JERUSALEM (JTA) — Israel may launch a new investigation into a soldier who insists he assaulted a passive Palestinian detainee.
The State Attorney’s Office said Wednesday they would consider whether fresh evidence justifies a second probe. The announcement was an implicit acknowledgement that authorities may have focused on the wrong incident in the first investigation, which was closed last week.
But the State Attorney’s Office also said it stood by its decision, and expressed continued skepticism about the account of the soldier, Dean Issacharoff.
At stake is the credibility of Breaking the Silence, a controversial human rights group for which Issacharoff is the spokesman. The group, which seeks to end Israel’s occupation in the West Bank by publishing critical testimonies by soldiers who served there and in the Gaza Strip, is often the target of criticism from politicians and is widely unpopular with the public.
The State Attorney’s office opened an investigation into Issacharoff after he went public with his story at a Breaking the Silence Rally in April. Now an officer in the reserves, Issacharoff recounted that during his mandatory army service he in 2014 arrested a Palestinian man during a stone throwing incident in the West Bank and kneed him repeatedly in the head without justification.
In September, police spoke to a Palestinian whom they said was the man Issacharoff claimed to have assaulted. The man acknowledged the arrest but denied being beaten. Based on this and other evidence, state prosecutors closed the probe Thursday, and concluded Issacharoff was lying about the event.
Israeli ministers welcomed the decision. Prime Minister Benjamin Netanyahu tweeted Thursday, “Breaking the Silence lies and slanders our soldiers internationally. Today, in case anyone had any doubt, this fact has received further proof. The truth wins.”
However, Issacharoff responded in a video posted to social media Friday by repeating his story and mocking the state’s investigation as a politically predetermined “farce. He dared authorities to look for the truth. The video also featured footage published Thursday of one of Issacharoff’s fellow soldiers confirming his account of the beating.

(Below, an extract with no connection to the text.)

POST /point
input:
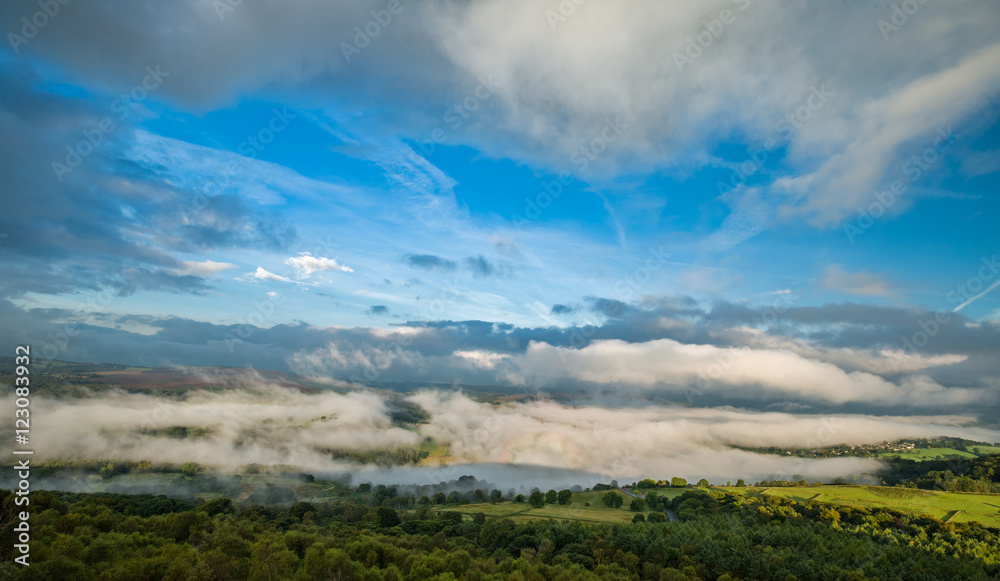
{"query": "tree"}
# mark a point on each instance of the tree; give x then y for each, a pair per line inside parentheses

Other former members of Issacharoff’s platoon, including his then-commander, called him a liar in a video released in May by a group that works to counter Breaking the Silence.
Having earlier argued the Palestinian must have been afraid to speak honestly with police, Breaking the Silence on Saturday alleged that authorities had actually spoken to the wrong man. On Monday, the group released a video that shows Issacharoff in uniform leading a different Palestinian in handcuffs down a street in the West Bank city of Hebron, and said he was Issacharoff’s victim.
In a TV broadcast Tuesday, Israel’s Hadashot news tracked down and interviewed the Palestinian in the video, a Hebron resident named Faisal el-Natche. He confirmed he was beaten that day by a group of Israeli soldiers, but he could not say whether Issacharoff was among those responsible.
Issacharoff has said he acted alone.
On Wednesday, the State Attorney’s Office responded to the report. In an interview with Hadashot, spokeswoman Yael Litman said the office stood behind its decision to close the investigation of Issacharoff, whom she said had not cooperated with police and “refused to give even one name” of a soldier who could corroborate his account.
Litman also said Natche’s recollection of his beating to Hadashot “does not match the description given by Dean Issacharoff.” However, she said the State Attorney’s Office would weigh the “new information,” which “could lead to a new investigation,” according to Hadashot.
In another report Wednesday, Israel Hayom revealed that the Foreign Ministry had “instructed European representatives to act against Breaking the Silence and its spokesman” and demand government officials in their host countries cut off all funding to the group. According to the newspaper, the ministry told the diplomats that Breaking the Silence “is spreading lies against the State of Israel in order to promote a political agenda.”
Deputy Foreign Minister Tzipi Hotovely used even stronger language in a TV appearance Saturday night, calling Breaking the Silence “liars” and “traitors.”
As the newspaper noted, this puts Isscharoff’s father, Jeremy Issacharoff, in an awkward position as Israel’s ambassador to Germany. But according to Israel Hayom, Hotovely insisted that her ministry’s new policy is “not personal” and that she sees the elder Issacharoff as a “man of great values” who should be judged separately from his son.